Partners get investment opportunities not offered to other employees, and are typically the highest paid at the firm. Goldman will even book tables for them at fashionable New York restaurants.

What Susanne Craig’s somewhat breathless account doesn’t tell you is that, having booked that fashionable table, Goldman will eat your dinner for you.

Tomorrow: “Traffic on Fifth Avenue is Southbound.”

Weekend Open Thread:

Saturday, September 11th, 2010

Daily Office:
Friday, 10 September 2010

Friday, September 10th, 2010


¶ Samuel Freedman’s piece on the Muslim Prayer Room on the 17th floor of the World Trade Center’s South Tower is required reading. The fact that there was such a spiritual center is unlikely to persuade opponents of the Parc51 center to change their minds — we fully expect to hear someone claim that the Twin Towers were doomed by the contaminating presence of an Islamic facility — nor will it make radical extremists stop to think what terrible damage they do to their values by corrupting them with violence. It’s up to the rest of us to bear in mind what’s right, and to speak out for it. (NYT)

“It was so freeing and so calm,” Mr.

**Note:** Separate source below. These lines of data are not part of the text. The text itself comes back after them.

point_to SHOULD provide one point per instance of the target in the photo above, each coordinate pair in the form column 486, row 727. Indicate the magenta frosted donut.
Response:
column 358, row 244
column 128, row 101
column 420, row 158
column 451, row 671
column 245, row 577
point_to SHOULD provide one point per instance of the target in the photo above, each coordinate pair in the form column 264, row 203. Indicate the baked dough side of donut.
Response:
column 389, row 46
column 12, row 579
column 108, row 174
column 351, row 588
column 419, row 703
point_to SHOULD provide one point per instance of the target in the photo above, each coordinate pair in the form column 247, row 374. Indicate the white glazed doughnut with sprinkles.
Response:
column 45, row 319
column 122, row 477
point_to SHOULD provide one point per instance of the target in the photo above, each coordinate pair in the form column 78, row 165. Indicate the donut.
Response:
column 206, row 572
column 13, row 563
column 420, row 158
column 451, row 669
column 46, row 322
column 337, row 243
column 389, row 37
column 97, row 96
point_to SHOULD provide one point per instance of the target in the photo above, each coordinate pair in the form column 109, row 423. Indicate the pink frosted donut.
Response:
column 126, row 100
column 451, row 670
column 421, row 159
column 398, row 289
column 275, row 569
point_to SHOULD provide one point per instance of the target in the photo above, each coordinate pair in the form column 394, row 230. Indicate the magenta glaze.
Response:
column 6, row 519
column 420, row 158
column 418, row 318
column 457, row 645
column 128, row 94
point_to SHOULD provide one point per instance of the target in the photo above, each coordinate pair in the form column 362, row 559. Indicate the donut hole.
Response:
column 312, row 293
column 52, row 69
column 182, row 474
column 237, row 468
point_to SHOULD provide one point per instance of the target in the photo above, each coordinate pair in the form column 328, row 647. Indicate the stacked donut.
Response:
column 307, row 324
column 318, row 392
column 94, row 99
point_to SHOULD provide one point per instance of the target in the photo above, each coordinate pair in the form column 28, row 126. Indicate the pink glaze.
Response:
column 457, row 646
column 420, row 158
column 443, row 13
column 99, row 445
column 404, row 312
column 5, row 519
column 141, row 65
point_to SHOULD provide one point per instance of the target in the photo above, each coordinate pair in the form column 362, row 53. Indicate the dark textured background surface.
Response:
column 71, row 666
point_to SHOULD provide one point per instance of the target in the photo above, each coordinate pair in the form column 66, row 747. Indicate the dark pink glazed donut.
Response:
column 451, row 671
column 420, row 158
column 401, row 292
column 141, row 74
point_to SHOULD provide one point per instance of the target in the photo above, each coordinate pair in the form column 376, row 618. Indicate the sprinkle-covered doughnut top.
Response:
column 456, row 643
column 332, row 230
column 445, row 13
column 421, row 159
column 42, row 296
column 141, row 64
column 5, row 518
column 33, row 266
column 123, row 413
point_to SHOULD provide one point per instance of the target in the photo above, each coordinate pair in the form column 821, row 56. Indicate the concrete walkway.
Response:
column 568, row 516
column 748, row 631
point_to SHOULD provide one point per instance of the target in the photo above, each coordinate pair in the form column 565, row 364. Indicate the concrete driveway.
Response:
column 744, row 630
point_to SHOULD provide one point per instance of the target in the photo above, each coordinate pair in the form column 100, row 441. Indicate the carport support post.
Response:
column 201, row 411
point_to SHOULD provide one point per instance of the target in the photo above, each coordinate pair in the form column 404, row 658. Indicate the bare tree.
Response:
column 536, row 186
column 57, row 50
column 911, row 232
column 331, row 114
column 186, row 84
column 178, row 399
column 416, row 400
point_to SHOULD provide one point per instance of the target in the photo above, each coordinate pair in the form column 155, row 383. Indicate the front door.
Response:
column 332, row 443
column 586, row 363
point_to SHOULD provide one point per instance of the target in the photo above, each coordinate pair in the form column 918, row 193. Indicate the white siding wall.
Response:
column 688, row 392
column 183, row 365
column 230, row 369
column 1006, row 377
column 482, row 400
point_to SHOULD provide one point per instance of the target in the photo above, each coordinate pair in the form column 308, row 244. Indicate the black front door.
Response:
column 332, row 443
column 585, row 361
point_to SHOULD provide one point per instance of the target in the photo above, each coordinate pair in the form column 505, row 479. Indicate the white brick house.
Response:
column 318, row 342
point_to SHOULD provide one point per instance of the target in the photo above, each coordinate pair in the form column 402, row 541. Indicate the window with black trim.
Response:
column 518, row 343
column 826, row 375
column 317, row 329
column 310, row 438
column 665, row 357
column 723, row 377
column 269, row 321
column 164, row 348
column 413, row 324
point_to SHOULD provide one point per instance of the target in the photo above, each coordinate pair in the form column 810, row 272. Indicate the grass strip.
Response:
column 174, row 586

Sareshwala, 47, said in a phone conversation from Mumbai, where he is now based. “It had the feel of a real mosque. And the best part is that you are in the epicenter of capitalism — New York City, the World Trade Center — and you had this island of spiritualism. I don’t think you could have that combination anywhere in the world.”

How, when and by whom the prayer room was begun remains unclear. Interviews this week with historians and building executives of the trade center came up empty. Many of the Port Authority’s leasing records were destroyed in the towers’ collapse. The imams of several Manhattan mosques whose members sometimes went to the prayer room knew nothing of its origins.

Yet the room’s existence is etched in the memories of participants like Mr. Abdus-Salaam and Mr. Sareshwala. Professor John L. Esposito of Georgetown, an expert in Islamic studies, briefly mentions the prayer room in his recent book “The Future of Islam.”


¶ In what amounts to a letter of admonition, The Economist berates Damien Hirst for enriching himself at the expense of his “investors.” Since, in our view, the focus of Hirst’s art is in its marketing, we don’t see how investors can lose, no matter how much value their purchases lose. Really, the conned investors are part of the picture.

In 2008 and 2009, Mr Hirst repeatedly made statements like “The first time you sell something is when it should cost the most” and “I’ve definitely had the goal to make the primary market more expensive.” The artist was frustrated by the speculators who were buying from his galleries then quickly reselling his work at auction. Moreover, the acquisition of a package of 12 of his own works from Charles Saatchi for £6m in 2003, far more than what Mr Saatchi had originally paid, may have led to an Oedipal determination to overthrow all the high-rolling dealers and collectors who thought they might lord it over the little artist.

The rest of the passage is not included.